La juge "iconique", comme l'a décrite dans son réquisitoire le procureur Pierre Nalbert, encourt une peine maximale d'un an de prison et 15.000 euros d'amende. Elle sera fixée sur son sort le 23 mars.

La juge Prévost-Desprez a envoyé un SMS au journaliste du Monde Jacques Follorou, ici à Bruxelles le 5 septembre 2013, pendant une perquisition chez Liliane Bettencourt
La juge Prévost-Desprez a envoyé un SMS au journaliste du Monde Jacques Follorou, ici à Bruxelles le 5 septembre 2013, pendant une perquisition chez Liliane Bettencourt
AFP/Archives

Mme Prévost-Desprez est soupçonnée d'avoir révélé, dans des SMS, les détails d'une perquisition effectuée au domicile de la milliardaire Liliane Bettencourt, héritière du groupe de cosmétiques L'Oréal, le 1er septembre 2010. Une opération relatée le jour même dans Le Monde par le journaliste Jacques Follorou, ami de la magistrate.

Au procès en première instance, en juin 2015, le procureur Pierre Aldigé avait requis une amende de 5.000 euros contre l'ex-juge de Nanterre. Elle avait finalement été relaxée, faute de preuves suffisantes, l'enquête n'ayant jamais pu établir la teneur des SMS incriminés.

Mais le parquet avait fait appel de cette relaxe, relançant ainsi ce volet judiciaire de la tentaculaire affaire Bettencourt.

En concluant son réquisitoire jeudi, M. Nalbert souligne qu"il faut qu'une juridiction dise que Mme Prévost-Desprez a fauté". "Nous sommes convaincus de sa culpabilité", et d'autant plus "convaincus" que Mme Prevost-Desprez "a été prise la main dans le sac", assène-t-il.

"Il y a des éléments précis, datés, et même horodatés, qui mettent en cause Mme Prévost-Desprez", explique le procureur.
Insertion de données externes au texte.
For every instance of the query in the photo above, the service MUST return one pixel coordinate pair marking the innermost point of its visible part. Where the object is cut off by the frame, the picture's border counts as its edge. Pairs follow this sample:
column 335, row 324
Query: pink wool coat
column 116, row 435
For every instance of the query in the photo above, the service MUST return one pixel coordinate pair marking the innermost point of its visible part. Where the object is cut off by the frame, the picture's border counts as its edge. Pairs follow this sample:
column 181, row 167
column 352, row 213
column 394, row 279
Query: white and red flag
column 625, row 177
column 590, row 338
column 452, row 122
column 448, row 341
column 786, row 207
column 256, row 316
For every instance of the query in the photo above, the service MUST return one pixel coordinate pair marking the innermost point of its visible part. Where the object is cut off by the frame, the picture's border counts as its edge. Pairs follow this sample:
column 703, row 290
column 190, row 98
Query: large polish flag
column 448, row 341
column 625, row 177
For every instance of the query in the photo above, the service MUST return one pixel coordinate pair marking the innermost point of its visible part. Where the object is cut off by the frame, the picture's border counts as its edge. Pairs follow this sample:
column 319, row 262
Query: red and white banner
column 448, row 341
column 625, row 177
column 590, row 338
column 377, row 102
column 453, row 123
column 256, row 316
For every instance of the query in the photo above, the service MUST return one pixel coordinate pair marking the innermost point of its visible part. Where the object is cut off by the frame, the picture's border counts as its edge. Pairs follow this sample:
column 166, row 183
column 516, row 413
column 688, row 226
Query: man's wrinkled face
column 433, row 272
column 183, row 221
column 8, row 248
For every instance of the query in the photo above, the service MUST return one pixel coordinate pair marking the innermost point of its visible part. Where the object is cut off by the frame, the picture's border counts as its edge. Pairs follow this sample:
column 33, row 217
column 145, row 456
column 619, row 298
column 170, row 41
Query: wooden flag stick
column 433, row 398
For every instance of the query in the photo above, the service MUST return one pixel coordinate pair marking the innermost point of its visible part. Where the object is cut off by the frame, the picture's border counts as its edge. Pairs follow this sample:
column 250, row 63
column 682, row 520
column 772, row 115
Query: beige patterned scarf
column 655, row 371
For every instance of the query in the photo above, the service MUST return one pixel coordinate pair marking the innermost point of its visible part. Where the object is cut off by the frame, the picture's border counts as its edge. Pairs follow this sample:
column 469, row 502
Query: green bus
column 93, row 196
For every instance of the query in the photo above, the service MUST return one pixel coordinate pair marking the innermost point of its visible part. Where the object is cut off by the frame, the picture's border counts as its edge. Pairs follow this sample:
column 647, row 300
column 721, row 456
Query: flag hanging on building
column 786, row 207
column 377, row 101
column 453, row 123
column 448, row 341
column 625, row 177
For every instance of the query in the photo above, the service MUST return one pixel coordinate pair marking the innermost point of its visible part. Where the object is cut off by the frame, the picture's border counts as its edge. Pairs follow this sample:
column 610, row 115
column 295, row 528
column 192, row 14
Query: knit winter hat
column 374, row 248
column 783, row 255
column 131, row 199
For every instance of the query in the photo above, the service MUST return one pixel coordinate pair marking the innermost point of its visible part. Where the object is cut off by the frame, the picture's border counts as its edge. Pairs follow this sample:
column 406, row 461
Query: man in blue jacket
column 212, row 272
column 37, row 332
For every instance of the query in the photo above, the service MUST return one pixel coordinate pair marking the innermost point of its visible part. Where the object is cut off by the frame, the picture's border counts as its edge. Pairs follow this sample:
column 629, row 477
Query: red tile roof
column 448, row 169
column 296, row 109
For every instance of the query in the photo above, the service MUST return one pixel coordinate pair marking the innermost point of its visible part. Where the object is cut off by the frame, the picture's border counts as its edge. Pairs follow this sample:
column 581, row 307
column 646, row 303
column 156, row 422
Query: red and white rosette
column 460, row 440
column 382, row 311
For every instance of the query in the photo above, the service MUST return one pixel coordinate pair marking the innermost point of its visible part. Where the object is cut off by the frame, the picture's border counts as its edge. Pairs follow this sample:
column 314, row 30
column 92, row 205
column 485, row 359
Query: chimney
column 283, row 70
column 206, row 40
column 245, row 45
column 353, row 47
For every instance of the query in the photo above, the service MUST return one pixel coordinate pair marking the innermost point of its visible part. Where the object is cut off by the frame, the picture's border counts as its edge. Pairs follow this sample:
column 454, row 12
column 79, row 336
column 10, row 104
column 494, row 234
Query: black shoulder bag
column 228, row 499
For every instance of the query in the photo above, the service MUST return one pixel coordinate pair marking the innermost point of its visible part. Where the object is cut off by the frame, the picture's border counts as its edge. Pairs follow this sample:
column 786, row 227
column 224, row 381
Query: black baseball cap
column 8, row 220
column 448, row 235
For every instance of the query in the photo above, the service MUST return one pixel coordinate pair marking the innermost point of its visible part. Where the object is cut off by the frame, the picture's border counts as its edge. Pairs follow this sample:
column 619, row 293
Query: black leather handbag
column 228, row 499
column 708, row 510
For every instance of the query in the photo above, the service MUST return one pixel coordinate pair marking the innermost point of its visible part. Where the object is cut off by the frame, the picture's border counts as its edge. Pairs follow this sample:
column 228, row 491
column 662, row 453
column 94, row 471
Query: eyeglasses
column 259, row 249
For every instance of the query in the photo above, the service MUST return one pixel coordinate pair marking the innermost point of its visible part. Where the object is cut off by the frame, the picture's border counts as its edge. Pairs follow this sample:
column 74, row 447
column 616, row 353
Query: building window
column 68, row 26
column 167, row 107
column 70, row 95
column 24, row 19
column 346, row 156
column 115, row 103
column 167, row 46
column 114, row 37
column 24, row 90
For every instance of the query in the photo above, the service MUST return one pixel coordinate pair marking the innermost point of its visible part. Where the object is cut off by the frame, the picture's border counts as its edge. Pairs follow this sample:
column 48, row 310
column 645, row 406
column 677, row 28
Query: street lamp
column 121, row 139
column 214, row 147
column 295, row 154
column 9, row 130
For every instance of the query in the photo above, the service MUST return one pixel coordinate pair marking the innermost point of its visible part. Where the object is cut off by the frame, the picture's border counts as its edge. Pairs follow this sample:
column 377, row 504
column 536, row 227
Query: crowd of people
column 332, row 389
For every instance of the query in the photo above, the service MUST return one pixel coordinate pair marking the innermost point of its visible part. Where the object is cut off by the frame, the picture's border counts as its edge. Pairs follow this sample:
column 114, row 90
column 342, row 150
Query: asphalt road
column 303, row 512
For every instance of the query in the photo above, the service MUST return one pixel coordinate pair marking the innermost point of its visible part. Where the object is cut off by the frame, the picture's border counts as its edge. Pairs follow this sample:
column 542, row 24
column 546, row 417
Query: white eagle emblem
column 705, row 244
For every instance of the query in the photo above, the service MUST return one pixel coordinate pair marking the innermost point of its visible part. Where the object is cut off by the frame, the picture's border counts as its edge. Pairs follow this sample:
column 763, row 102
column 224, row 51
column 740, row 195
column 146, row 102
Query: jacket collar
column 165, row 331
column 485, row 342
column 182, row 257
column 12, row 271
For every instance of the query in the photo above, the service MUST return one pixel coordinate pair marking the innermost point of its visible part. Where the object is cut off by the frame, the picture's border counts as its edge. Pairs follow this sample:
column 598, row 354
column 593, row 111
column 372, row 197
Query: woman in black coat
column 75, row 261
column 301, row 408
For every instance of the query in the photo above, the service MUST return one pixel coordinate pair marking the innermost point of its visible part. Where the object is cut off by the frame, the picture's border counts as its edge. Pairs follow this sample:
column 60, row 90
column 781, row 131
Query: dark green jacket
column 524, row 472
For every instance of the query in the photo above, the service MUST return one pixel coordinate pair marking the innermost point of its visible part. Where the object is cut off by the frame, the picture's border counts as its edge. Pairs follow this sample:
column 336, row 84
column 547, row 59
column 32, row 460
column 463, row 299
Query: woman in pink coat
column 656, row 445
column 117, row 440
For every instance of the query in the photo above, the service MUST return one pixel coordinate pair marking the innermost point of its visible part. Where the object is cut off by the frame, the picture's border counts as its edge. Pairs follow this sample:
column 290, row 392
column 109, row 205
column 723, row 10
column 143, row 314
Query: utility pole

Allusion notamment à un SMS envoyé par la juge au journaliste du Monde à 9H13, en pleine perquisition.

Le jugement de relaxe évoquait en première instance "des coïncidences troublantes", rappelle le magistrat: "moi, je dis qu'il y a une correspondance factuelle" entre les SMS envoyés à M. Follorou pendant la perquisition et sa divulgation "quasi instantanée" dans un article du Monde.

Il ne se satisfait pas des "explications embrouillées" de la magistrate sur ce point, et demande une condamnation de principe pour sanctionner "un système où l'on peut penser qu'un juge cherche à se protéger avec l'aide de la presse".

- 'Je n'ai jamais cédé' -

"Depuis quand des +explications embrouillées+ ont valeur de preuve?" s'indigne Me François Saint-Pierre, en plaidant la relaxe pure et simple pour Mme Prévost-Desprez.

"Reconnaître sa culpabilité serait une décision en violation du principe constitutionnel de la présomption d'innocence!", lance-t-il.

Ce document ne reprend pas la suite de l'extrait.